2. Let $R$ be any (possibly noncommutative) ring and let $G$ be any group. Then the group ring $R[G]$ is defined to be the set of formal linear combinations ${\sum }_{g\in G}{\alpha }_{g}g$ where every ${\alpha }_g\in R$, and only finitely many ${\alpha }_g$ are nonzero, with componentwise addition:

   $$\sum {\alpha }_{g}g+\sum {\beta }_{g}g=\sum ({\alpha }_g+{\beta }_g)g$$

   and convolution product:

   $$(\sum _{g\in G}{\alpha }_{g}g)(\sum _{h\in G}{\beta }_{h}h)=\sum _{k\in G}(\sum _{gh=k}{\alpha }_g{\beta }_h)k$$

   Take the cyclic group of order 2 $C_2=\{x,x^2=1\}$. Then ${\mathbb{Z}}_2[C_2]=\{1,x\mathrm{,0,1}+x\}$. This is a local ring with maximal ideal $\{0,1+x\}$ and its residue field is isomorphic to ${\mathbb{Z}}_2$.

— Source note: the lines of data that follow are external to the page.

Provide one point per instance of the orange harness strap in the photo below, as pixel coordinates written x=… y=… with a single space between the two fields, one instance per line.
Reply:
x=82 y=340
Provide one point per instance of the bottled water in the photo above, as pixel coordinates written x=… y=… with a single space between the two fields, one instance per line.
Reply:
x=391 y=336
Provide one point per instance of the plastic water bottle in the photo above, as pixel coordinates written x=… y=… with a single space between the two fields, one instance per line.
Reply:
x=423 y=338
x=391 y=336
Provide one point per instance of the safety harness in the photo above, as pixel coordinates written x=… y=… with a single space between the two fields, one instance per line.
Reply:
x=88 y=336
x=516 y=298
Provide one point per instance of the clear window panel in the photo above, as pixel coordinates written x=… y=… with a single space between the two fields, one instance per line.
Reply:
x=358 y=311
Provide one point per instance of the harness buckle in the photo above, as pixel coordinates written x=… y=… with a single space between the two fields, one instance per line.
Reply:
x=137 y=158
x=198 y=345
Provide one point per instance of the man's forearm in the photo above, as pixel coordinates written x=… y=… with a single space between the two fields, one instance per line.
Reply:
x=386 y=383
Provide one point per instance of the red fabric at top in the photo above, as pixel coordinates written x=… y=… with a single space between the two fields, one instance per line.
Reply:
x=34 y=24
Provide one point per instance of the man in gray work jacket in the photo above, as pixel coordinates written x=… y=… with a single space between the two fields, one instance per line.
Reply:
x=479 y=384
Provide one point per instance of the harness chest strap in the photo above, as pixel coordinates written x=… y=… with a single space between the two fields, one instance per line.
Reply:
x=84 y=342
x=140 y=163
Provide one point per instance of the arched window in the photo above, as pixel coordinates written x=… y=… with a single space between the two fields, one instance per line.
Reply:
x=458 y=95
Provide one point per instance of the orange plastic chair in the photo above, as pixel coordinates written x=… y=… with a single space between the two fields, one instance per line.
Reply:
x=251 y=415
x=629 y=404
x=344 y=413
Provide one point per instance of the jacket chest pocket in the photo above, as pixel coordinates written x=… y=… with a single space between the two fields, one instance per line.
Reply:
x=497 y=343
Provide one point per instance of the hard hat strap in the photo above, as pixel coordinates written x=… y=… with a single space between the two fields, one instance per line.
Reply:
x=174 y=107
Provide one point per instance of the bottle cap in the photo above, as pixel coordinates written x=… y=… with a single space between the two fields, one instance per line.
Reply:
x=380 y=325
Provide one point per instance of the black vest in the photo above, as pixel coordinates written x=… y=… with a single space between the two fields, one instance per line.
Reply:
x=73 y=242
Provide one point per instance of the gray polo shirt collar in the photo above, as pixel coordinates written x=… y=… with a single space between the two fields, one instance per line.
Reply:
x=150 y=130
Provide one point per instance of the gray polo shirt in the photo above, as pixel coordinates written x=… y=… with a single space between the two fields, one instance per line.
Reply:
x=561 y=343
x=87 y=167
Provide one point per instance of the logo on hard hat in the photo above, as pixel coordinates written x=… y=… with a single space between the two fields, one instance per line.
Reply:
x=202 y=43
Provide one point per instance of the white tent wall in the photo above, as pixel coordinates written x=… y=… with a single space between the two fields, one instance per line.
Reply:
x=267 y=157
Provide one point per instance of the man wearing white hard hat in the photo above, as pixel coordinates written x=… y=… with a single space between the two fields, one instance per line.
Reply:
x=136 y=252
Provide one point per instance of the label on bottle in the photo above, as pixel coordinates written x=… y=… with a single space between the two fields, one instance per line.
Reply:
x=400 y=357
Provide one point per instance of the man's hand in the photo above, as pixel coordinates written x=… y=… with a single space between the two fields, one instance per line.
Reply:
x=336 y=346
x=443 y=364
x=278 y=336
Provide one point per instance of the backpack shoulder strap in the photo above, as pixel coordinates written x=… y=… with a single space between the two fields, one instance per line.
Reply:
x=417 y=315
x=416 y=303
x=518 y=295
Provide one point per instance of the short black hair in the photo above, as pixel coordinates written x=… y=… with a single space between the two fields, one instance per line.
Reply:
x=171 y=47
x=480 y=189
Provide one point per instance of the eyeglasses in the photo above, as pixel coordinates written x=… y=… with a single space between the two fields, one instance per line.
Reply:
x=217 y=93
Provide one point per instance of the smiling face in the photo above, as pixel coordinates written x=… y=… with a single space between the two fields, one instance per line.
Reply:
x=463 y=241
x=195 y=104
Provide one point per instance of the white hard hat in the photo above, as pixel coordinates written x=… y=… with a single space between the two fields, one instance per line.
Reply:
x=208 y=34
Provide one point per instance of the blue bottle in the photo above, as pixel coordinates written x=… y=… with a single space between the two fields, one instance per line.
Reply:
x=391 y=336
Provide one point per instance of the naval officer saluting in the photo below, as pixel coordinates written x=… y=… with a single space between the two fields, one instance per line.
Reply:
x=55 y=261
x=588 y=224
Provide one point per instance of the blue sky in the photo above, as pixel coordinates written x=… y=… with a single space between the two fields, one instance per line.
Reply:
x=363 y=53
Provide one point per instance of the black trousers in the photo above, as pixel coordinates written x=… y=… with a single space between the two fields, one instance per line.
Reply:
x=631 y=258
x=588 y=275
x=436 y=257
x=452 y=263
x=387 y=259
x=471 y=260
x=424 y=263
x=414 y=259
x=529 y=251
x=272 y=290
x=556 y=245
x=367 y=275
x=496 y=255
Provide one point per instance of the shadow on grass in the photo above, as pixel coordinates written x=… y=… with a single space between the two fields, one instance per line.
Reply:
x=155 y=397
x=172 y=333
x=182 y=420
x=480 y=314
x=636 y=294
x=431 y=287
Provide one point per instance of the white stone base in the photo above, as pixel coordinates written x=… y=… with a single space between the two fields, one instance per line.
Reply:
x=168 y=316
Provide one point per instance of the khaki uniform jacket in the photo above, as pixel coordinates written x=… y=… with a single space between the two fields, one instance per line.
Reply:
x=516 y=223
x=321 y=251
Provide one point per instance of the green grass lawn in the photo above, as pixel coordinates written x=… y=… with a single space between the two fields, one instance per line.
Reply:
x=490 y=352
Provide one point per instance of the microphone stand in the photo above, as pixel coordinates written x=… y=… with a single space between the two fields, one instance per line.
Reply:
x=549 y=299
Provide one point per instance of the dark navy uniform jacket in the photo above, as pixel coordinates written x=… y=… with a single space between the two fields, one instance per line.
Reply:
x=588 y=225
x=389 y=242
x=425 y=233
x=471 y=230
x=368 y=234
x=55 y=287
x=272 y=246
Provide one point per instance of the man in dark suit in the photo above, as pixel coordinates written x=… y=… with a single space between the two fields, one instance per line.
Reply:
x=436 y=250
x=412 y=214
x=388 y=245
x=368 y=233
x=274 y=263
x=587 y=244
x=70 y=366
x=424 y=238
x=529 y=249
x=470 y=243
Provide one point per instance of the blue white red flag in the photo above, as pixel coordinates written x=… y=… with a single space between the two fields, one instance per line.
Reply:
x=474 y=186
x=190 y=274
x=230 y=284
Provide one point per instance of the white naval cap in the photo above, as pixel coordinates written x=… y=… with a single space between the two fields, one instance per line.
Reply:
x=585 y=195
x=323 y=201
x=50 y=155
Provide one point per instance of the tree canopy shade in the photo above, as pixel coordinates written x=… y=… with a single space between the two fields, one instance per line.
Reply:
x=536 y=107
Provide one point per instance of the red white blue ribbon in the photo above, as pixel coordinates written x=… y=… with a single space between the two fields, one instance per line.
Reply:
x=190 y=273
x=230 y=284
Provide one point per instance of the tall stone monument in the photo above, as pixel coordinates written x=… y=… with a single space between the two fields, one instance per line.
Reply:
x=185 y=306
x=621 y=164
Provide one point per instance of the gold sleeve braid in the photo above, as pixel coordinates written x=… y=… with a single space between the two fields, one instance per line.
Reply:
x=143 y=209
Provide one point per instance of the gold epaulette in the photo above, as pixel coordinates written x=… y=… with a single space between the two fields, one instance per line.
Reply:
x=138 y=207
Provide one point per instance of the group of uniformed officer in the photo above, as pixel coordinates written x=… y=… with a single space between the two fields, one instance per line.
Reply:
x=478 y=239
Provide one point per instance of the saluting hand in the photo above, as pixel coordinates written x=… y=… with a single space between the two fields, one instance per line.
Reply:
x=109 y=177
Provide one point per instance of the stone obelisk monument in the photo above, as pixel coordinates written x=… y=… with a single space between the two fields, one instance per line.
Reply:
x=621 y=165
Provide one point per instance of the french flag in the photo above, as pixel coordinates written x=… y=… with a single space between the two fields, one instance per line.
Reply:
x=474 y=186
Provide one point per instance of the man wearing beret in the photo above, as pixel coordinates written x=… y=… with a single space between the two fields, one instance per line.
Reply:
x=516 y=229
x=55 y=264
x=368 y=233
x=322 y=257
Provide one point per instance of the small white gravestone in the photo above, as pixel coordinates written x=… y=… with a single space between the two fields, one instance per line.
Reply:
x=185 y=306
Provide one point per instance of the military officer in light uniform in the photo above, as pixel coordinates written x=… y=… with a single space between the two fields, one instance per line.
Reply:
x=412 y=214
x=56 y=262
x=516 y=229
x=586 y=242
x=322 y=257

   Let $F$ be a field of characteristic $p$, that is ${\mathrm{sum}}_{i=1}^{p}1=0$, and let $G$ be any abelian $p$-group, that is, the order of every element of $G$ is a power of $p$. Then $F[G]$ is local with unique maximal ideal $M=\{\sum {\alpha }_{g}g\mid \sum {\alpha }_g=0\}$ with residue field isomorphic to $F$. 3. The ring $\{a/b\mid a,b\in \mathbb{Z},2\nmid b\}$ is local with residue field ${\mathbb{Z}}_2$. The ring $\{a/b\mid a,b\in \mathbb{Z},2\nmid b,3\nmid b\}$ is semi-local. We can continue in this fashion: by taking the first $n$ primes we can construct a semi-local ring with exactly $n$ maximal ideals. 4. The ring $\{p(x)/q(x)\mid p(x),q(x)\in ℝ[x],q(0)\ne 0\}$ is local with residue field $ℝ$. 5. The ring $ℝ[[x]]$ is local with residue field $ℝ$.

Proposition: Let $R$ be a ring and $M\ne R$ be an ideal such that every element of $R\setminus M$ is a unit. Then $R$ is local and $M$ is maximal.

Proof: No proper ideal can contain a unit, thus $M$ contains every proper ideal of $R$.

Proposition: Let $R$ be a ring and $M$ be a maximal ideal such that every element of $1+M$ is a unit. Then $R$ is local.

Proof: Since $M$ is maximal, for any $x\in R\setminus M$ we have $R=⟨M,\{x\}⟩=\{ax+m\mid a\in R,m\in M\}$. In particular, $1=ax+m$ for some $a\in R,m\in M$ so $ax=1-m\in 1+M$. If $ax$ is a unit then $x$ must also be a unit, and hence all of $R\setminus M$ are units, showing that $R$ is local.